Joe Effiong, Uyo
Nigerian Thoracic Society (NTS) has advised governments at various levels in Nigeria not to lose sight of tuberculosis which still remains number one infectious killer disease, even as they prosecute the fight against coronavirus pandemic.
The Society in a press statement issued in commemoration of the 2020 World Tuberculosis Day on Tuesday as signed by its president and secretary, Prof. P.U. Ele and Dr Victor Umoh, respectively, said tuberculosis is one of the 10 causes of deaths worldwide as of the end of 2018.
“Nigeria has the highest TB burden in Africa and one of the world’s widest gaps between estimated and reported cases. Nigeria is the 6th in a list of eight countries accounting for 66% of new cases globally as of 2018.
“Current TB incidence in Nigeria is 429.000 and total deaths in Nigeria as of the end of 2018 stands at 157,000; while current TB treatment coverage in Nigeria is a paltry 24% and estimated cases of drug-resistant tuberculosis (DR-TB) is 21,000,” the NTS said.
Despite this grim picture, the society said global efforts had saved millions of lives in Nigeria and globally. “That is why the NTS remains in the forefront, along with other national and international stakeholders, in the fight against the scourge.”

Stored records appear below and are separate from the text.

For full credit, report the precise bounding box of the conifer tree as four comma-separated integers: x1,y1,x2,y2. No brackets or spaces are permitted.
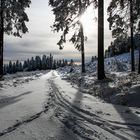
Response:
108,0,140,71
0,0,31,77
49,0,97,72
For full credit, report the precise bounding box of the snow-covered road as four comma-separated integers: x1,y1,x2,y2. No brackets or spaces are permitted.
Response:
0,71,140,140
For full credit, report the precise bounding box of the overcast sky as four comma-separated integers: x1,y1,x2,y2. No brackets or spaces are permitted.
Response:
4,0,111,60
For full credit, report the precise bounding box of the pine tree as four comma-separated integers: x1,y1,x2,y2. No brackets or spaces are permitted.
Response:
49,0,97,72
108,0,140,71
0,0,31,77
42,55,47,70
98,0,105,80
8,61,13,74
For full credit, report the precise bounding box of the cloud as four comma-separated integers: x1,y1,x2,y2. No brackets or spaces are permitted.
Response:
4,0,111,60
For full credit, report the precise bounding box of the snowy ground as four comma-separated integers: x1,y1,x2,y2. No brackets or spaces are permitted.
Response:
0,71,140,140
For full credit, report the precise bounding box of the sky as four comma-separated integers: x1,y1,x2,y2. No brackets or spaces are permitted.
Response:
4,0,112,61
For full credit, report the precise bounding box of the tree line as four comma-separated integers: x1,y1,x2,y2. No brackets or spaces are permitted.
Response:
0,0,140,80
3,54,74,74
49,0,140,80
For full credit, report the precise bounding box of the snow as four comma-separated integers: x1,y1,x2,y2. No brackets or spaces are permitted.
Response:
0,51,140,140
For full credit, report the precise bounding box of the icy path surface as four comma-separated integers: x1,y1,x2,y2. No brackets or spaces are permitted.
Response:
0,71,140,140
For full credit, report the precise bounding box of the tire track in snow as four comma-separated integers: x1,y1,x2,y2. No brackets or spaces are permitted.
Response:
0,93,52,137
49,75,139,140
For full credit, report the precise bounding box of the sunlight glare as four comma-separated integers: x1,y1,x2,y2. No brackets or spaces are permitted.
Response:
80,6,97,35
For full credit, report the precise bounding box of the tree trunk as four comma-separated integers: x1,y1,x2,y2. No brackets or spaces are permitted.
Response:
79,0,86,73
138,47,140,74
0,0,4,78
98,0,105,80
80,23,86,73
130,0,135,72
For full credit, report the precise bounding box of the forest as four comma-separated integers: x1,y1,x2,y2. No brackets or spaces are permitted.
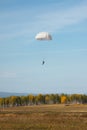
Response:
0,94,87,107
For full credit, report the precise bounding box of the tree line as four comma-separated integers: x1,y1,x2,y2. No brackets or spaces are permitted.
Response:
0,94,87,107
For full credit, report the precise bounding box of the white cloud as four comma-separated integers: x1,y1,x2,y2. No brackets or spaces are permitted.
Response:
0,2,87,39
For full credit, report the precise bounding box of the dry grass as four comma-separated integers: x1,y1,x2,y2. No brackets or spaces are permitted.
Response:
0,105,87,130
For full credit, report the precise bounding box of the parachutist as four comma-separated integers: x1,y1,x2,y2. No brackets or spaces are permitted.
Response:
42,60,45,65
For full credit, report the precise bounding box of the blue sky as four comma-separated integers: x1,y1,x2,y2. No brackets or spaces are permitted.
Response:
0,0,87,93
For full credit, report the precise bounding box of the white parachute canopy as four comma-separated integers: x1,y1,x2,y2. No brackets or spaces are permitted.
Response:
35,32,52,40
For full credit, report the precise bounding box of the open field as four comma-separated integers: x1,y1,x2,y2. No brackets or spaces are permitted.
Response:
0,104,87,130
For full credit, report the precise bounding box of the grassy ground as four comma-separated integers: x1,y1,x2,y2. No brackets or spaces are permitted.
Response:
0,105,87,130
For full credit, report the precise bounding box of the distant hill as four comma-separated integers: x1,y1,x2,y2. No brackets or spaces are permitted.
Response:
0,92,28,97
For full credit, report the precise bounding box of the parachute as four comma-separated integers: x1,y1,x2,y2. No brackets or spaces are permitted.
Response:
35,32,52,65
35,32,52,40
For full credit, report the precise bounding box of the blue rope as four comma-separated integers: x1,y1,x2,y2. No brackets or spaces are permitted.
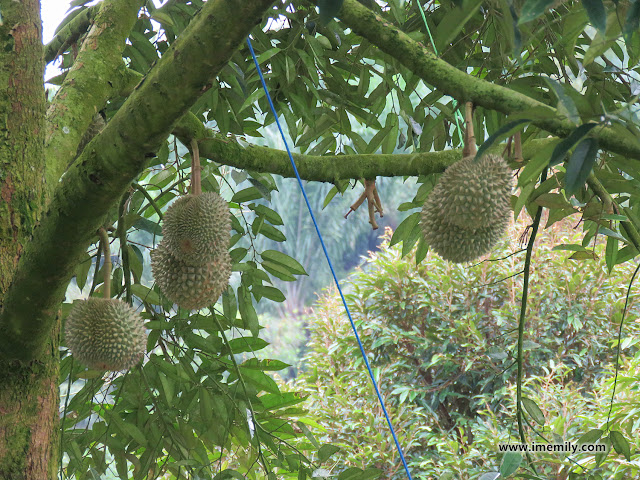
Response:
247,37,413,480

The group said the global theme of this year’s World TB Day is “It’s Time”, thus it is time to have a TB-free Nigeria and end TB. The countdown has begun. The urgency conveyed in this theme is to put pressure on global leaders to make good their commitments to stop TB as a public health problem.
“This will involve scaling up of access to preventive measures, diagnostic capabilities, effective treatment, building accountability, sufficient and sustainable financing (reducing dependency on donors) and promoting the end of stigmatisation and discrimination and ensuring rights-based and people-based TB response.”
According to the society, the 2020 World TB Day will be devoid of the usual fanfare and public displays in line with the exigencies of the day: social distancing and avoidance of public gathering.
“The NTS encourages all stakeholders, and in particular, NTS members in their various locations to restrict themselves to radio jingles, posters and handbills as a means of creating awareness of the need for all hands to be on deck to put an end to TB,” NTS said.